핵심 개념
The author explores the convergence rate of partitioning classification under relaxed conditions for observable and privatised data, introducing novel assumptions to calculate the error probability's exact convergence rate.
초록
In this paper, the authors delve into partitioning classification methods for observable and privatised data. They introduce new assumptions to determine the convergence rate of error probabilities accurately. The study focuses on binary and multi-label classification cases, emphasizing observable and anonymised data scenarios. By relaxing strong density assumptions, they derive optimal rates based on intrinsic dimensions. The research challenges existing optimal error bounds by considering Laplace-type randomisation for privacy constraints in classifying sensitive data.
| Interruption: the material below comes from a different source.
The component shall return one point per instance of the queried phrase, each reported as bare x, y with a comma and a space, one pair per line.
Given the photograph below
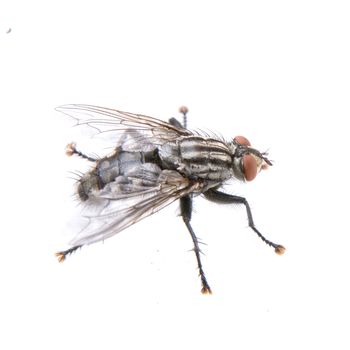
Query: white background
275, 71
The content covers fundamental statistical problems related to classification in various fields such as health care, industry, commerce, and finance. It discusses differential privacy frameworks to ensure information security while processing sensitive data. The study provides insights into the convergence rates of classification errors under different conditions for both observable and privatised datasets.
통계
Previous results worked with a strong density assumption restricting flexibility.
Privacy mechanisms involve Laplace distributed noises for anonymisation.
Convergence rates depend on intrinsic dimensionality parameters.
Optimal rates are achieved without stringent density assumptions.
Tight upper bounds are derived for error probability convergence rates.
Multi-label extensions are considered with generalized margin conditions.
Local differential privacy mechanisms enhance data security during processing.
Novel characterizations improve estimation errors based on margin-dense relations.